Patients pressure PM to keep promises on cancer drugs

by | 17th May 2010 | News

David Cameron has been presented with a petition from patients who hope the Prime Minister will intervene to reverse a decision by the UK’s drug watchdog to not make Celgene’s anticancer drug Vidaza available on the National Health Service.

David Cameron has been presented with a petition from patients who hope the Prime Minister will intervene to reverse a decision by the UK’s drug watchdog to not make Celgene’s anticancer drug Vidaza available on the National Health Service.

The MDS (myelodysplastic syndrome) UK Patient Support Group and healthcare professional body the MDS UK Forum have presented a 655-signature petition to Mr Cameron asking for “the same standard of care for UK patients with bone marrow diseases as that available throughout most of Europe”. The petition was sparked by the National Institute for Health and Clinical Excellence rejecting Vidaza (azacitidine) last year.

At the time, the agency said Vidaza is a clinically effective, life-extending end-of-life treatment, but decided that it should not be provided through the NHS. NICE concluded that the ICER (incremental cost-effectiveness ratio) would be significantly higher than the manufacturer’s base case scenario of £66,000 per QALY (quality-adjusted life year), and so could not endorse its use, even when taking into account new guidance for appraising end-of-life drugs. An appeal against the decision is bringing brought on June 1.

Petition organiser Dominic Culligan, from the UK MDS Forum, said “we consider azacitidine to be a very valuable resource”, adding that our patients include people who have experienced over seven years survival benefit as a result of receiving this treatment”. He went on to say that “we have undertaken groundbreaking trials here in the UK which have brought significant advances in standards of care for people experiencing MDS” and “if we are denied access to this treatment in future, it will make continuing high quality research here in the UK much more difficult.”

Approximately four in 100,000 people in the UK have MDS, ie debilitating bone-marrow diseases that lead to complications such as recurrent or life-threatening infections or bleeding. While the average survival of patients with MDS is about 20 months, 30% progress to acute myeloid leukaemia, which has an average survival period of a few months only.

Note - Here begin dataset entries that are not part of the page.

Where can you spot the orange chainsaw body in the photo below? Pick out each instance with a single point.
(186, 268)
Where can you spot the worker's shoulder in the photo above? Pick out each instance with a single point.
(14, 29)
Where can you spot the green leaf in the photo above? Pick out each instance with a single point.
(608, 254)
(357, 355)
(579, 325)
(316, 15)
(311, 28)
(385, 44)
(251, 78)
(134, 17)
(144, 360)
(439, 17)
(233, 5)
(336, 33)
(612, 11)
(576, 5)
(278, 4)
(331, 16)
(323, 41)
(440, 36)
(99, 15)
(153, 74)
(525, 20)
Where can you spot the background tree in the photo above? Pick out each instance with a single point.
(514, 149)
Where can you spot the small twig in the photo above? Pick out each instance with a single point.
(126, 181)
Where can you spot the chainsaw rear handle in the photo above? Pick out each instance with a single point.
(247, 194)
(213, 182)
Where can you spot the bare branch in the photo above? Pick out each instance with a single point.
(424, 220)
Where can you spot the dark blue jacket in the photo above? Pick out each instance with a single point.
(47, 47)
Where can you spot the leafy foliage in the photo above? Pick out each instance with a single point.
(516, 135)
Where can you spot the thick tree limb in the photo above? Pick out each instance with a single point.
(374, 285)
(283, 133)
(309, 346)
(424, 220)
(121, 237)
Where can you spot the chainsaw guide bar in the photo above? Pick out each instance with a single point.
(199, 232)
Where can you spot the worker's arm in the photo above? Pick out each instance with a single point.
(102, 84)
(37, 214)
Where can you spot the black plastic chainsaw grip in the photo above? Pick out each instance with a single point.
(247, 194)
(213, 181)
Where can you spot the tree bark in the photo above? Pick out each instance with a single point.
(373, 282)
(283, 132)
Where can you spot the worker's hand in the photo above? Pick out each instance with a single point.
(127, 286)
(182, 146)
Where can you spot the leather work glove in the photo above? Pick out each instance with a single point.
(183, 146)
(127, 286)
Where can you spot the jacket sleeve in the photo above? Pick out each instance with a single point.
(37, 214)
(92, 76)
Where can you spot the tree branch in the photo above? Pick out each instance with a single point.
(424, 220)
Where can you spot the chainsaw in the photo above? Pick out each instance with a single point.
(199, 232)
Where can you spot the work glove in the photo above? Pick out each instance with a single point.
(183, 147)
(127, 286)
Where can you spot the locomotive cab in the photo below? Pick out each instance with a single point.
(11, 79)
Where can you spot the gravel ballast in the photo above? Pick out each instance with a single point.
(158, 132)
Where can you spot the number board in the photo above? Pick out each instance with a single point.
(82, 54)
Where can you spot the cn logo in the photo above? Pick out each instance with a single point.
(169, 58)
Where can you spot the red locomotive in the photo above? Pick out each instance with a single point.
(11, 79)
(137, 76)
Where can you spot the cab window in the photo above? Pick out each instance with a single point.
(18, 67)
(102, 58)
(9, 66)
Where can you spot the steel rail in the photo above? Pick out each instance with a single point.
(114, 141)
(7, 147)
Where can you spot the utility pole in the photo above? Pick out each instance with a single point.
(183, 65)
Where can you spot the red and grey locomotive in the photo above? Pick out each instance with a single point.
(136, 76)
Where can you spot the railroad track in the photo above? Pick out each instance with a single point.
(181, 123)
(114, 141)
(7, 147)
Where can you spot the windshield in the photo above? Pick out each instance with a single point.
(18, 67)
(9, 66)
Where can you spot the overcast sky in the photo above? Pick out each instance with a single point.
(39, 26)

This petition is the second to be presented this year to Downing Street in support of Vidaza use. It will be particularly interesting to see the response from Mr Cameron given that in the run-up to the General Election, he promised to set up a £200 million fund “to make sure that if your doctor thinks that you should have a cancer drug that will help you to live a longer and better life you should get that drug”.